Valve Index | Oculus Quest 2 | Simula One | |
メーカー | Valve | Meta | SimulaVR |
端末 | PC接続型VR | スタンドアローンVR | スタンドアローンVR |
プラットフォーム | SteamVR | Oculus Home Steam VR |
Linux |
重さ | 809g (ヘッドストラップ込み) |
503g (ヘッドストラップ込み) |
未定 |
レンズ | デュアルエレメントフレネルレンズ | フレネルレンズ | トリプルエレメント非フレネルレンズ |
画面 | 液晶 | 液晶 | 液晶 |
サブピクセルレイアウト | ストライプRGB | ストライプRGB | ストライプRGB |
解像度 | 片目1440×1660ピクセル | 片目1832×1920ピクセル | 片目2448×2448ピクセル |
視野角1度当たりの解像度 | 11.07 | 20.58 | 35.5 |
リフレッシュレート | 144Hz | 120Hz | 90Hz |
瞳孔間距離の調整範囲 | 58~70mmのハードウェア調整 | 58~68mmのハードウェア調整 | 55~77mmのハードウェア調整 |
パススルー | 960×960ピクセルのパススルー | トラッキングカメラによるグレースケールパススルー | 高解像度広角カメラによるフルカラーパススルー |
色 | 黒 | 白&黒&オレンジ | 白 |
自由度 | 6DoF | 6DoF | 6DoF |
アイトラッキング | なし | なし | 未定 |
フェイストラッキング | なし | なし | なし |
ハンドトラッキング | なし | あり | 未定 |
ボディトラッキング | なし | なし | なし |
内蔵スピーカー | あり | あり | なし |
内蔵マイク | あり | あり | なし |
3.5mmオーディオ端子 | あり | あり | あり |
ポート | USB(3.0) Type-A ×1 | USB Type-C×1 | USB4/Thunderbolt4×1、 USB Type-C(USB3.2Gen 2)×3~4 |
映像接続 | DisplayPort 1.2 | Oculus Link(USB Type-C経由) | DisplayPort 1.4a |
無線対応 | なし | Wi-Fi 6 | Wi-Fi 6 |
チップセット | Qualcomm Snapdragon XR2 | - | |
CPU | なし |
Octa-core Kryo 585 |
Intel Core i7-1165G7 |
GPU | なし | Adreno 650 | Iris Xeグラフィック |
メモリ | なし | 6GB | 16GB |
ストレージ | なし | 128GB/256GB | 1TB NVMe M.2 SSD |
SDカードスロット | なし | なし | 未定 |
バッテリー容量 | なし | 3640mAh | 未定 |
連続使用時間 | なし | 約3時間 | 未定 |
充電時間 | なし | 約2時間30分 | 未定 |
発表日 | 2019年4月29日 | 2020年9月15日 | 2021年12月14日 |
発売日 | 2019年4月30日 | 2020年10月12日 | 2022年1月を予定 |
価格 | VRキット:13万8380円 ヘッドセット+コントローラー:10万4280円 |
128GBモデル:3万7180円 256GBモデル:4万9280円 |
未定 |
Simula OneのプロトタイプはIntelの第11世代NUCをベースにしており、CPUは4コア・8スレッドのIntel Core i7-1165G7を搭載。さらに外部モニターに接続するためのDisplayPortスロットも用意されています。加えてSimulaVRは、バッテリー寿命などの課題を踏まえた上で第12世代NUCに切り替える可能性も十分あるとしています。
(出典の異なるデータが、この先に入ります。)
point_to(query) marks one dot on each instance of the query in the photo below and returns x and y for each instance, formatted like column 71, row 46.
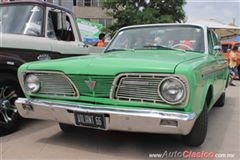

レンズは3枚重ねで視野角は単眼で100度。SimulaVRによれば、Simula Oneは装着したままで周囲の風景を見ることができるパススルーにも対応しており、前面に付けられた2台の高解像度広角カメラを使って、高画質でフルカラーのパススルーによるARモードが実現可能になる予定だとのこと。また、Leap Motionのメーカーが開発したハンドトラッキング入力デバイス「ultralaep」を内蔵しているので、手の動きをそのまま入力に応用することが可能。さらに外部センサーを使うことでモーショントラッキングも理論的には可能になっています。ただし、電力やコストの問題があるため、記事作成時点では実装されるかどうかは不明です。